Let $C_1$ and $C_2$ be simple, closed curves in $\mathbb{R}^2$ such that $C_1$ lies in the region bounded by $C_2$, and the origin $O$ lies in the region bounded by $C_1$. Define an annulus $A$ as the region bounded by and including $C_1$ and $C_2$.
Let $\gamma_0,\gamma_1:[0,1]\rightarrow A$ be paths such that $\gamma_0(0)=\gamma_1(0)$ is a point on $C_1$ and $\gamma_0(1)=\gamma_1(1)$ is a point on $C_2$.
Define winding number $W(\gamma,O)$ about the origin as $$W(\gamma,O)=\frac{\theta(1)-\theta(0)}{2\pi}$$ where $\theta:[0,1] \rightarrow \mathbb{R}$ is the continuous angular coordinate of $\gamma$.

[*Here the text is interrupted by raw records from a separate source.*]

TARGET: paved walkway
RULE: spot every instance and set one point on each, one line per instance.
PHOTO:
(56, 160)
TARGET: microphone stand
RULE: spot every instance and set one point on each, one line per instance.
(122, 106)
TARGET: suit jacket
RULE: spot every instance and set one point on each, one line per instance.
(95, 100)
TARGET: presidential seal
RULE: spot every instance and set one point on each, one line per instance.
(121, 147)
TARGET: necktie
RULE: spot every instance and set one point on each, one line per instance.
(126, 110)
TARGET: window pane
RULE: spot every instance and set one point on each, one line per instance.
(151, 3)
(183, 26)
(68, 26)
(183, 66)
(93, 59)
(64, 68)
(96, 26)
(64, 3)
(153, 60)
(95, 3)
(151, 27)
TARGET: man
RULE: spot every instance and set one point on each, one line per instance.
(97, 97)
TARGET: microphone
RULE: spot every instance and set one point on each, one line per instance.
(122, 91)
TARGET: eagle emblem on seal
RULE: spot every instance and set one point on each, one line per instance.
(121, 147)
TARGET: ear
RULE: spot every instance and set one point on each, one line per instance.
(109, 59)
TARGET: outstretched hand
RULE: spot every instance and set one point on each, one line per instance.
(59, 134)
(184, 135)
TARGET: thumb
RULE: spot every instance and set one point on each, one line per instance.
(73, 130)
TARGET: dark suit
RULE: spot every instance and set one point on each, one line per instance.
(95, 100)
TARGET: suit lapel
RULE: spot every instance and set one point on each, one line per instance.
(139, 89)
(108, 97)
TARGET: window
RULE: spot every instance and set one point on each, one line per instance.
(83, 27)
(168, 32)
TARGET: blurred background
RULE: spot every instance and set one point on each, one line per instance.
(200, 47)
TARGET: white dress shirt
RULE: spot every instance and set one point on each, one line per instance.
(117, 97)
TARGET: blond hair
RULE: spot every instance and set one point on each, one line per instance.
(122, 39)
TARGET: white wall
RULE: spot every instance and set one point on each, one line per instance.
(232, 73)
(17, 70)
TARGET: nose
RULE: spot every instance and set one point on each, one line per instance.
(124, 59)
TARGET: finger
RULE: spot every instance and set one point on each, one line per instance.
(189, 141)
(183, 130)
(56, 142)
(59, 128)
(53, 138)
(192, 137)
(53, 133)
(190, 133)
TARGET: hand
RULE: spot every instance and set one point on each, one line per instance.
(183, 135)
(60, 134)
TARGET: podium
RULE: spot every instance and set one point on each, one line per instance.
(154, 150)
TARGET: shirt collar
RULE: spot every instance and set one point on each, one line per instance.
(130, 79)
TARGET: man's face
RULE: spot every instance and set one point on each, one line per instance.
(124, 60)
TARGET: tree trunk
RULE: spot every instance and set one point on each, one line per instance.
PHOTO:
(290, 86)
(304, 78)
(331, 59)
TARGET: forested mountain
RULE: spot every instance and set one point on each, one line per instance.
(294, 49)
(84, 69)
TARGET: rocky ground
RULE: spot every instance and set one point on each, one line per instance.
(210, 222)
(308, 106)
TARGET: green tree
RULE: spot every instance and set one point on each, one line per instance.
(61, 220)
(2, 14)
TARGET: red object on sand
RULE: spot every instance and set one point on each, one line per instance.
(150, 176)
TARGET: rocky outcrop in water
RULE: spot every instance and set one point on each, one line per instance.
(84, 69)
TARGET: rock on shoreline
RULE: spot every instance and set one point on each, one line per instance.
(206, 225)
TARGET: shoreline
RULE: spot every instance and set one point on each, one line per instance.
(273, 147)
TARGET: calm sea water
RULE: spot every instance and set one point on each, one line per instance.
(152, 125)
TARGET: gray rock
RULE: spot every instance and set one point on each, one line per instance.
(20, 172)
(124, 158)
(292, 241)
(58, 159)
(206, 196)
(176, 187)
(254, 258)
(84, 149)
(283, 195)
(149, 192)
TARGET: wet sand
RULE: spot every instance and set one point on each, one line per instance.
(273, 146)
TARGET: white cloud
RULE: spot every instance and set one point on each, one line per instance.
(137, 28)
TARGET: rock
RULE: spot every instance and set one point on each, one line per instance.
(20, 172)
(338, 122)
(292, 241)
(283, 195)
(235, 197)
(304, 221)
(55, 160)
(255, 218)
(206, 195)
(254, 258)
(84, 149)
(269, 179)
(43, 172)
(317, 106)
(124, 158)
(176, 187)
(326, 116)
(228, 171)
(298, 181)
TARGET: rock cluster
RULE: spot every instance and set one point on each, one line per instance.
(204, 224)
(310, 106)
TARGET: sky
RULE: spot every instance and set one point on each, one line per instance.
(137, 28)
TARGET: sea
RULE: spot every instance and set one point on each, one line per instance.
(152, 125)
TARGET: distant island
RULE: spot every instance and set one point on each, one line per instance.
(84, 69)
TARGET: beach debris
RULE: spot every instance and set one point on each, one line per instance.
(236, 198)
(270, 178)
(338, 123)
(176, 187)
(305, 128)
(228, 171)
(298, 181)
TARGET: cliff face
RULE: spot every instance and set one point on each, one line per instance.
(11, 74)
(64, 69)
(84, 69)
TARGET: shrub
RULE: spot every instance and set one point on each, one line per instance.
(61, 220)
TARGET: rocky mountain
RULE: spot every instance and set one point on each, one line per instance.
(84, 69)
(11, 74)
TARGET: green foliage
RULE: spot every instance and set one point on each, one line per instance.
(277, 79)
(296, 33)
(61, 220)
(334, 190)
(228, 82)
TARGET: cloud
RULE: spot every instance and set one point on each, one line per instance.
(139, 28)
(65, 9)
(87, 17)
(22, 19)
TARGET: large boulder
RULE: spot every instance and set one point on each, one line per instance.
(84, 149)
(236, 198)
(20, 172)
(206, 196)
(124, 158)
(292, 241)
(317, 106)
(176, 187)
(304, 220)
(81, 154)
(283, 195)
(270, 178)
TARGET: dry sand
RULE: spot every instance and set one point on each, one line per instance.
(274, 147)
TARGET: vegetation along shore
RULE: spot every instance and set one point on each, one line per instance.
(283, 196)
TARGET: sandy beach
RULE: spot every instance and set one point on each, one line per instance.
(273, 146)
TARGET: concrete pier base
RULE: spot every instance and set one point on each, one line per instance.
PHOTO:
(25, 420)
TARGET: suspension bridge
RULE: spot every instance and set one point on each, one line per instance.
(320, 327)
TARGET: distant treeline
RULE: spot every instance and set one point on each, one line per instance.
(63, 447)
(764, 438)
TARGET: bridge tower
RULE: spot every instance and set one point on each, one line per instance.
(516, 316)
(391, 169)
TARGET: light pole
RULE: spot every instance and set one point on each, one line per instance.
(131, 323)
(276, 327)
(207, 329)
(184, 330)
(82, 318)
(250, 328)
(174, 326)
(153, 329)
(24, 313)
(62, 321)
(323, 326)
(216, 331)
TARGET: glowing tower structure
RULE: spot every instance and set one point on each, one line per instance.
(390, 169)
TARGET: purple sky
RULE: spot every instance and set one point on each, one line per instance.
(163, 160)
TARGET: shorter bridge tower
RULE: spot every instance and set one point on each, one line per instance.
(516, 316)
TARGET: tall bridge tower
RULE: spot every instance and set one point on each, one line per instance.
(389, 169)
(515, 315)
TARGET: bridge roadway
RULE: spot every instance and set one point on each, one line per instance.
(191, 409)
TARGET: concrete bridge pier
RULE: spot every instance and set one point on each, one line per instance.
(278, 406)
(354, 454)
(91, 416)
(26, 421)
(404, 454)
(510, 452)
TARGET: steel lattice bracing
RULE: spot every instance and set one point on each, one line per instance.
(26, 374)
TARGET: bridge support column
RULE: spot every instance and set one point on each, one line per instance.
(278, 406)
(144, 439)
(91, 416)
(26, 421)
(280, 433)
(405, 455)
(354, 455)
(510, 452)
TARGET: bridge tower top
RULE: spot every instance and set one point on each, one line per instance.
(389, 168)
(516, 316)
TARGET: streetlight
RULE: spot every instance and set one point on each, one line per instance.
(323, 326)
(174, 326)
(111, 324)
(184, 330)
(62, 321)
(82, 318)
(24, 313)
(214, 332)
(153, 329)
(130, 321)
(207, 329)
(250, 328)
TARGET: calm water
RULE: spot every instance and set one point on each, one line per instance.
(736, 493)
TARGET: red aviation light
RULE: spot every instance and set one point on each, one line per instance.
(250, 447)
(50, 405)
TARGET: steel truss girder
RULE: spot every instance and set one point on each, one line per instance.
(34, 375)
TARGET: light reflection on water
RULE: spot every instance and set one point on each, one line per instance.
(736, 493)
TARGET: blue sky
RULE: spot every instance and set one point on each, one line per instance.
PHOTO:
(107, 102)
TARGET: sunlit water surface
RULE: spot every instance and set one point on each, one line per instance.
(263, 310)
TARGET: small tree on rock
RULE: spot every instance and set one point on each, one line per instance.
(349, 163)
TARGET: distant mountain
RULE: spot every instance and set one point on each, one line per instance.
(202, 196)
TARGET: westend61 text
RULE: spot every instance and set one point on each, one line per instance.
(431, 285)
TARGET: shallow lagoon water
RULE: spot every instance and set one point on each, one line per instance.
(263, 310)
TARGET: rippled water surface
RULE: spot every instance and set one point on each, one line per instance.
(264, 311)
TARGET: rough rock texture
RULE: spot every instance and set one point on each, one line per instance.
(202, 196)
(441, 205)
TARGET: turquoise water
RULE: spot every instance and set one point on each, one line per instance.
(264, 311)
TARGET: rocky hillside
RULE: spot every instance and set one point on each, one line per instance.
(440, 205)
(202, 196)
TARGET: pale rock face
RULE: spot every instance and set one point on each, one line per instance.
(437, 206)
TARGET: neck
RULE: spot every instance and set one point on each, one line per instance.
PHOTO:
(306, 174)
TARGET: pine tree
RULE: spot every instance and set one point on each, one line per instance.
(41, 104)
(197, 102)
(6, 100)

Proposition: $\gamma_0$ and $\gamma_1$ are homotopic $\iff$ $W(\gamma,O)=W(\gamma,O)$.
I have managed to show for the part $\implies$ using the lifting lemma. However, for the converse part, it gets difficult to find the homotopy, especially $C_1$ and $C_2$ can be wobbly curves. I asked people around and they said that the proposition is true, but none gives me the rigorous proof. I even looked in some books but the settings are different, ie for closed paths, circular annulus, or a punctured plane.
I would like to get some ideas, references or proper proof for that from anyone here. Thank you so much in advance.
Edited:
Possible idea: Since $A$ is a doubly connected region, by theorem in conformal theory, there exists a bijective analytic conformal map $\phi: A \rightarrow A^r$ where $A^r$ is a circular annulus (provided $C_1$ and $C_2$ are analytic curves). Then, obtain a homotopy between $A^r$ and $S^1$. Then, find the path homotopy between the images of the transformed curves. We can return to original $A$ and obtain the path homotopy.
Do you think the idea is possibly correct?